Edson Luiz Sampel

Parece incrível como as coisas se repetem. Todo dia a gente tem de trabalhar, ir à escola, enfim, executar as mesmíssimas tarefas. Daí, então, fica-se a pensar: será que o sentido da vida está neste automatismo? Sou otimista com relação ao ser humano. Assim, estou próclive a responder negativamente.

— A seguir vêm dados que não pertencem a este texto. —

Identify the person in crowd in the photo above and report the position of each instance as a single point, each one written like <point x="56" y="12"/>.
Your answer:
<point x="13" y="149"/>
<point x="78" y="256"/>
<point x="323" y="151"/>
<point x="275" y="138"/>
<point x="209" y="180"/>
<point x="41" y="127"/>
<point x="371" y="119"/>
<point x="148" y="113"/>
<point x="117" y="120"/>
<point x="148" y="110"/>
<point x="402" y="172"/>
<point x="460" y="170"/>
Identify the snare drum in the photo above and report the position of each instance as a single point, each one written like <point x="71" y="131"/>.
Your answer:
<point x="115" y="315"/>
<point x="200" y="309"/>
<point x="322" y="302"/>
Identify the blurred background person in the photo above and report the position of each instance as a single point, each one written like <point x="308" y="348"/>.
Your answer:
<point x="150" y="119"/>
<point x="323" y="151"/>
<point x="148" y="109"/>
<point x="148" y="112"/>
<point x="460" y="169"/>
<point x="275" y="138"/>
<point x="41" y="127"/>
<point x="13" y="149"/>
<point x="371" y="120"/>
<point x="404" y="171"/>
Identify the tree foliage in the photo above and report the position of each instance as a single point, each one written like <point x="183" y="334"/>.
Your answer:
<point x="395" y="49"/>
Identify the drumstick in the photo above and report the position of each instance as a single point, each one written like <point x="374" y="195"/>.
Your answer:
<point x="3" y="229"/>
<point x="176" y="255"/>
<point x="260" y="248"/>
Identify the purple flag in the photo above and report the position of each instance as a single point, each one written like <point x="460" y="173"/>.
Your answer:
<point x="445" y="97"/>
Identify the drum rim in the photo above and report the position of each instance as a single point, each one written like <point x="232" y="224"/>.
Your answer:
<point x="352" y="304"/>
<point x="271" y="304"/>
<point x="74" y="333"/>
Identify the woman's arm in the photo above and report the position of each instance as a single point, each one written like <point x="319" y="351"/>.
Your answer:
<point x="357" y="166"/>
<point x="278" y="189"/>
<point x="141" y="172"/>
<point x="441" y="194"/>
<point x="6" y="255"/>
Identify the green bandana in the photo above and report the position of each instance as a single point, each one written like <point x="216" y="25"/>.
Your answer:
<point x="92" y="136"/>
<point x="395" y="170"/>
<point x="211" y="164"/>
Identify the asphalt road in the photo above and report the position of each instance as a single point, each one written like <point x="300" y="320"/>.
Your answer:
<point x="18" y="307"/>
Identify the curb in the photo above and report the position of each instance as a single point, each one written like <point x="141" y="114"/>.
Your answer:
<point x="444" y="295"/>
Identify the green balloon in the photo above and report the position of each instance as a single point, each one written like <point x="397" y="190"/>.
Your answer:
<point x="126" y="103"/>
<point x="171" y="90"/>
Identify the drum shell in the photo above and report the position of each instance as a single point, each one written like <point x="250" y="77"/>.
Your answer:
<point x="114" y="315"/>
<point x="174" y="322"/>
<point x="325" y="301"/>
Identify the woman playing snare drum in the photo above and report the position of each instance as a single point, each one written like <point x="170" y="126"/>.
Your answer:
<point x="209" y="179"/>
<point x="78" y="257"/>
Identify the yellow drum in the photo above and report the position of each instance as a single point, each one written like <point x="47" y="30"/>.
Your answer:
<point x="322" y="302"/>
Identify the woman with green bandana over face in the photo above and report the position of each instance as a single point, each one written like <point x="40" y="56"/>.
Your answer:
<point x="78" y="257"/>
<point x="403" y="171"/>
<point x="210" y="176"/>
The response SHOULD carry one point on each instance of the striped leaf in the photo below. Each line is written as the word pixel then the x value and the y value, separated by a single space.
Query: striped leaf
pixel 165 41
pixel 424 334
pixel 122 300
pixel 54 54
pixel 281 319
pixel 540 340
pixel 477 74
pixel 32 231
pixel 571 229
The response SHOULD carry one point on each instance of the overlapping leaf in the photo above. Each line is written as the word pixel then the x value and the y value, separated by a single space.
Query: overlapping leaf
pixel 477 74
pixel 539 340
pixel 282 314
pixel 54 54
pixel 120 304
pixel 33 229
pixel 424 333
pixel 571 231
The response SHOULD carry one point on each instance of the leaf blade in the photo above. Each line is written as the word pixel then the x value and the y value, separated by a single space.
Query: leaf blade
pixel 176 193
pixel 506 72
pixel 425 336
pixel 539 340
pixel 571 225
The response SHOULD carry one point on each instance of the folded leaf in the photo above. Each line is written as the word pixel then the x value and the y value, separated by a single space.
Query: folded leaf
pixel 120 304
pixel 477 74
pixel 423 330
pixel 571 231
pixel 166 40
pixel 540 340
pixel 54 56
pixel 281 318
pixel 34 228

O problema crucial da humanidade é lidar com o tempo. A propósito, creio que sempre foi assim. Contudo, antes de inventos como a televisão, as pessoas se reuniam mais vezes e paravam um pouco para degustar a leitura de livros. Hodiernamente, o que é bastante comum é a pessoa se postar em frente do televisor e lá ficar por horas, contemplando a fantasia, sonhando acordada. Enquanto isso, a vida passa. Nós, porém, vítimas da tecnologia e - pior - da ideologia neoliberal, nem sequer percebemos que as horas, os dias e os anos estão a voar... Para empregar um termo da filosofia marxista, estamos assaz alienados. Estar alienado é encontrar-se fora de si mesmo. É o que sucede com o homem coevo: ele não sabe quem é, tampouco está consciente dos seus objetivos; apenas põe-se a comer, trabalhar, dormir etc. Aliás, o capitalismo dominante inculcou-lhe a idéia de que o trabalho é extremamente necessário e de que é a razão da existência de qualquer ser pensante.

Se quisermos ter uma medida desse dia-a-dia, socorre-nos o psiquiatra espanhol Henrique Rojas: o homem atual é o homem light. Tal como esses alimentos insípidos, o homem light não tem sustância; é um caniço agitado, que muda de opinião a cada instante, ou melhor, não possui opinião formada acerca de nenhum assunto. Apenas segue a maioria (vox populi vox demoni).

Quando tomamos consciência desse dia-a-dia, temos a impressão de deparar com uma cena do inferno de Dante. Sem dúvida, o inferno é a monotonia, o tempo que gostaríamos de ver aniquilado, mas que eternamente nos atormentará. Será que nosso dia-a-dia é um inferno? Ou será que é um purgatório? Sim, porque se o purgatório tem o condão de acrisolar, isto é, de purificar, de fazer amadurecer, o inferno, por seu turno, simplesmente nos consome, nos extermina pouco a pouco. Se nosso quotidiano for avassaladoramente maçador, que o arrostemos como um purgatório!

A solução é a criatividade. A solução é o amor. Estes são os dois ingredientes para transformar o nosso dia-a-dia. Até mesmo as atividades comezinhas ganharão outro significado. O exercício do amor redundará numa outra visão de nós mesmos. Todo dia sentir-nos-emos responsáveis pelos pobres, pelos inermes. Este é o caminho, está é a saída. O resto é loucura que não paga a pena viver.